What’s most striking, on a surface level, is the sweaty sexiness of the movie. The heat generated by not only the tropical climates they’re cruising through but the actors and the characters is palpable (“Do all rich women play games like this?” he asks), and Welles’s camera absolutely caresses Hayworth; she’s never been hotter on screen, not even in Gilda. We sense the effect her attractiveness has on him, both as a man and a filmmaker – when he (and the viewer) get their first eyeful of Hayworth in a swimsuit, his face is out of focus in the foreground. She’s made him all blurry. That blurriness turns to paranoia, which begins to invade the narrative; it soon feels like everyone wants a piece of Michael, for their own cross-purposes.
The virtuosity of the filmmaking is what most people talk about when they talk about The Lady from Shanghai, and for good reason.
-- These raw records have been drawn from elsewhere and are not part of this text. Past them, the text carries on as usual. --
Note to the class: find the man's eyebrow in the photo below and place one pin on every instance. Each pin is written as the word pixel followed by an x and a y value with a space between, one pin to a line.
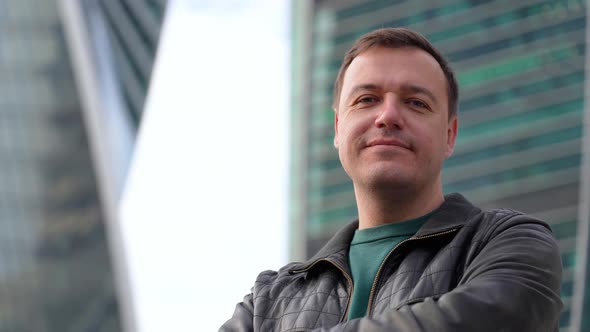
pixel 363 87
pixel 419 89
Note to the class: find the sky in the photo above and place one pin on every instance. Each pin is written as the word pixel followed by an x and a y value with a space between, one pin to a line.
pixel 204 209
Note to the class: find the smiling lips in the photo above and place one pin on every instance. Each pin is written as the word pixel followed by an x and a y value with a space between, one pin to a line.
pixel 388 142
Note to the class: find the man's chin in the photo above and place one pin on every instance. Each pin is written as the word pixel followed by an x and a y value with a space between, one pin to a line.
pixel 388 180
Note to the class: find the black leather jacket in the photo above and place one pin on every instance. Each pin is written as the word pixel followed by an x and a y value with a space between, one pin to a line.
pixel 464 270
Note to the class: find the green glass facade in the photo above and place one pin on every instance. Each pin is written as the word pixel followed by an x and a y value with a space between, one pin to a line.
pixel 520 66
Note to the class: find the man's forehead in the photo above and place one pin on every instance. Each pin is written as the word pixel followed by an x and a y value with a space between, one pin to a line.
pixel 376 67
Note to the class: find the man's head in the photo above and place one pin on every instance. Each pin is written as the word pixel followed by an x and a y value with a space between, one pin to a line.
pixel 398 38
pixel 395 102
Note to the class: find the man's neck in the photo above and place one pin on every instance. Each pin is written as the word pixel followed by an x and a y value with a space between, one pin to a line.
pixel 379 208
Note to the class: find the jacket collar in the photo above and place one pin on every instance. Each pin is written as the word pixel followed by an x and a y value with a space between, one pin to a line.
pixel 455 212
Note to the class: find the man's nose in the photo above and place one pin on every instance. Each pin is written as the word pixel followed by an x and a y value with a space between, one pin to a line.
pixel 390 114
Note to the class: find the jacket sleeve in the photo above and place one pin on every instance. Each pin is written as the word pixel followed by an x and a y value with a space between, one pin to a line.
pixel 512 284
pixel 242 319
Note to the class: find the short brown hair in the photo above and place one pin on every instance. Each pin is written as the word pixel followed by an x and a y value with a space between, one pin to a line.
pixel 398 38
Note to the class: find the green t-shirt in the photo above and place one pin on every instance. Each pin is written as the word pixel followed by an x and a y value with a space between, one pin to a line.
pixel 367 251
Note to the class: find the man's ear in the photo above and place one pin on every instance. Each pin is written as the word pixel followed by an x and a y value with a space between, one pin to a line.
pixel 336 128
pixel 451 136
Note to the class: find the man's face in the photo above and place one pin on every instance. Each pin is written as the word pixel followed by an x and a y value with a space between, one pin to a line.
pixel 392 124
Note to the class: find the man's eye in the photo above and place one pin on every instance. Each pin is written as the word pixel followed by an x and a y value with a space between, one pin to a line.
pixel 367 100
pixel 418 103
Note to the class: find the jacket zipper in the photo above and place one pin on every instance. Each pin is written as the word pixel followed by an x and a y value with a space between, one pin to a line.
pixel 344 273
pixel 374 286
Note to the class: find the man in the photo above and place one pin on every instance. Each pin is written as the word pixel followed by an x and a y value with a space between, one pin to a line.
pixel 414 260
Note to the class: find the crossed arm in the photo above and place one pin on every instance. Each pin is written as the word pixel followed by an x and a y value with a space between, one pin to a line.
pixel 513 284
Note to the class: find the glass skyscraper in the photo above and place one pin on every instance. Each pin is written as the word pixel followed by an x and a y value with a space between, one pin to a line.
pixel 56 272
pixel 520 67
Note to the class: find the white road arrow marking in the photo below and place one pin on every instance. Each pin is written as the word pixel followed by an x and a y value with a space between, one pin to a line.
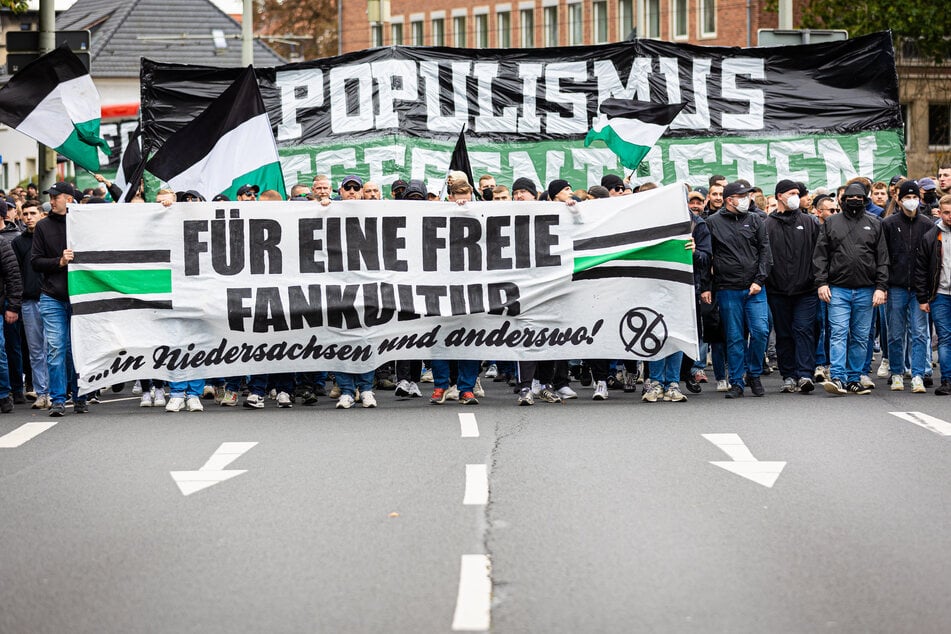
pixel 936 425
pixel 742 461
pixel 213 471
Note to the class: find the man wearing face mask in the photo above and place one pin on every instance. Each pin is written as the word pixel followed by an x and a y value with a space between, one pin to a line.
pixel 792 288
pixel 851 269
pixel 905 235
pixel 741 264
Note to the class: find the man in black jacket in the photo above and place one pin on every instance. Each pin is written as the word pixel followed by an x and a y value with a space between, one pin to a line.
pixel 50 257
pixel 851 269
pixel 741 264
pixel 905 233
pixel 792 288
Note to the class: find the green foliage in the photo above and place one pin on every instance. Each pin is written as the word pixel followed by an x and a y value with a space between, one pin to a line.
pixel 921 28
pixel 17 6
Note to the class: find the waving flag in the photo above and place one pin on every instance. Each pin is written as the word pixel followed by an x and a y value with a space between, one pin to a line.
pixel 53 100
pixel 630 128
pixel 226 146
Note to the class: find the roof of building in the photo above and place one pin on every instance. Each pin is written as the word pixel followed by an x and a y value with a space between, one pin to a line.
pixel 124 31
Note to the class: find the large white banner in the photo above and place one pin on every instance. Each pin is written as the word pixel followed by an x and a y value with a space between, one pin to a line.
pixel 223 289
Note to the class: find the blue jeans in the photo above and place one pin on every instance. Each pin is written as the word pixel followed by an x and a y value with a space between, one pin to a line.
pixel 666 371
pixel 468 373
pixel 59 357
pixel 941 314
pixel 742 313
pixel 850 319
pixel 906 318
pixel 36 342
pixel 349 383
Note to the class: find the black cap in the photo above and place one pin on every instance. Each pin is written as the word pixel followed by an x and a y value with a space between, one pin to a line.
pixel 785 185
pixel 525 183
pixel 63 188
pixel 737 188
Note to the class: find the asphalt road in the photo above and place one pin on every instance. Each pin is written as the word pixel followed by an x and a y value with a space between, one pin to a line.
pixel 600 517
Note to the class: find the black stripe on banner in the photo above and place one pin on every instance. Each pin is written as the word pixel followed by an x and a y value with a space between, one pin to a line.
pixel 604 272
pixel 641 235
pixel 240 102
pixel 35 81
pixel 121 303
pixel 122 257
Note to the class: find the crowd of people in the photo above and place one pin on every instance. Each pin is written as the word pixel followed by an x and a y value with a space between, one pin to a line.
pixel 809 283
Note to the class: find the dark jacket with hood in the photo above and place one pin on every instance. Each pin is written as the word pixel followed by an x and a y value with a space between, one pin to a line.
pixel 851 250
pixel 792 240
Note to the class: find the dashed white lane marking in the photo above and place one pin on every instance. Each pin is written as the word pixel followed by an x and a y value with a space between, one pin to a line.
pixel 936 425
pixel 468 425
pixel 23 434
pixel 477 484
pixel 474 601
pixel 742 461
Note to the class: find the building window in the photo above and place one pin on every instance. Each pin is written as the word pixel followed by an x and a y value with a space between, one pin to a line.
pixel 439 32
pixel 708 18
pixel 575 24
pixel 551 26
pixel 459 31
pixel 526 19
pixel 482 31
pixel 600 23
pixel 503 25
pixel 625 15
pixel 679 18
pixel 939 124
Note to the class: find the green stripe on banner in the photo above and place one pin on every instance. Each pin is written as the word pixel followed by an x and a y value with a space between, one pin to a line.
pixel 136 282
pixel 667 251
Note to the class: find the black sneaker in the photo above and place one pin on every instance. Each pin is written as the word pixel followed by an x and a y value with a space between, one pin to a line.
pixel 857 388
pixel 756 386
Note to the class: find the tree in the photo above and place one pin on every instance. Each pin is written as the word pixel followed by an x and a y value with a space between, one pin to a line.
pixel 316 19
pixel 921 27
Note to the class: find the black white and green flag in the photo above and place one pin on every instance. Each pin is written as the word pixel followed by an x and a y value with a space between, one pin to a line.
pixel 53 100
pixel 228 145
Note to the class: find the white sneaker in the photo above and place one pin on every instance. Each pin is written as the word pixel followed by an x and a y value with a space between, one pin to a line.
pixel 883 370
pixel 345 401
pixel 368 399
pixel 254 401
pixel 567 393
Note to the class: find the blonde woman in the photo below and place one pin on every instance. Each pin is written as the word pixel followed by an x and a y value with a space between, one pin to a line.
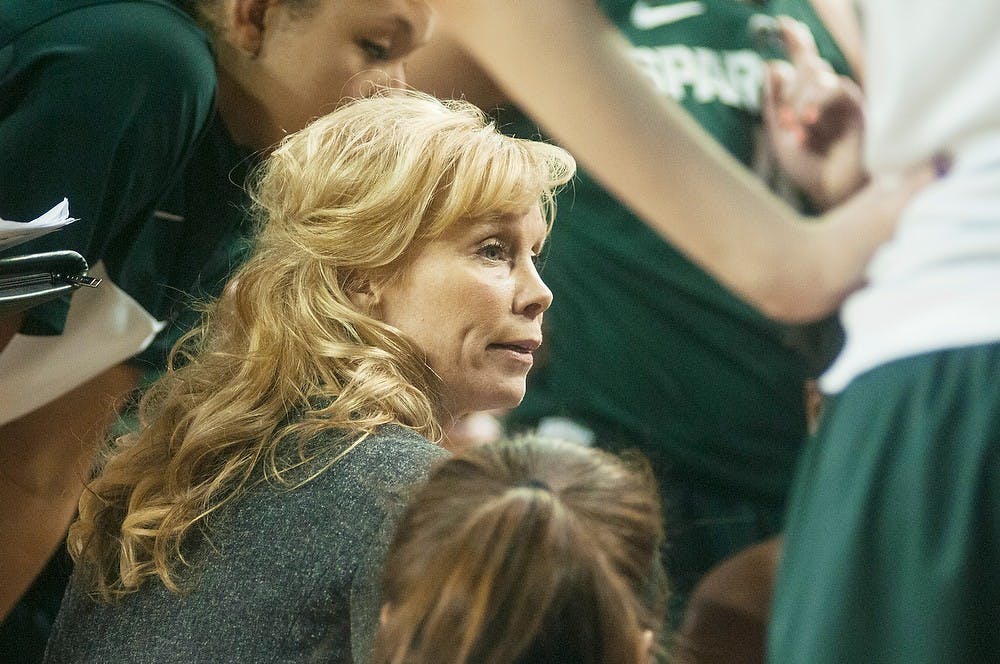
pixel 391 290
The camera movement is electrifying (the cinematography is credited to Charles Lawton Jr.), and the compositions sizzle; get a load of the uncomfortably tight close-ups when Hayworth takes the stand in the circus-like, out-of-control courtroom sequence. And then there is the justifiably beloved carnival climax, in which Michael finds himself wandering a funhouse, ranting and raving (only semi-coherently) in the voice-over, before finding himself facing both Elsa and her husband in a hall of mirrors that serves as a pointed visual metaphor for the events of the previous 80 minutes. The visual wizardry of the sequence – reflections, eyes, superimpositions, triptychs – still dazzles.
All of which makes Lady from Shanghai a damned fine potboiler, but the stars are what make it more. Welles is a charismatic and magnetic actor, and his work here (dodgy Irish accent aside) is no exception. But Hayworth’s performance is next- level. Elsa draws Michael in with her vulnerability, and though he tries to resist her with his world-weary cynicism, we know he’s a goner, and he knows it too. But that vulnerability is what sticks, even when Welles’s script insists it’s fraudulent, because the way Hayworth looks at Welles… well, you can’t fake that. And when he muses, in the final voice-over, that “Maybe I’ll live so long I’ll forget her” or “Maybe I’ll die trying,” there’s little doubt which way Michael – or Orson – is going to go.
“The Lady from Shanghai” is now streaming on Amazon Prime.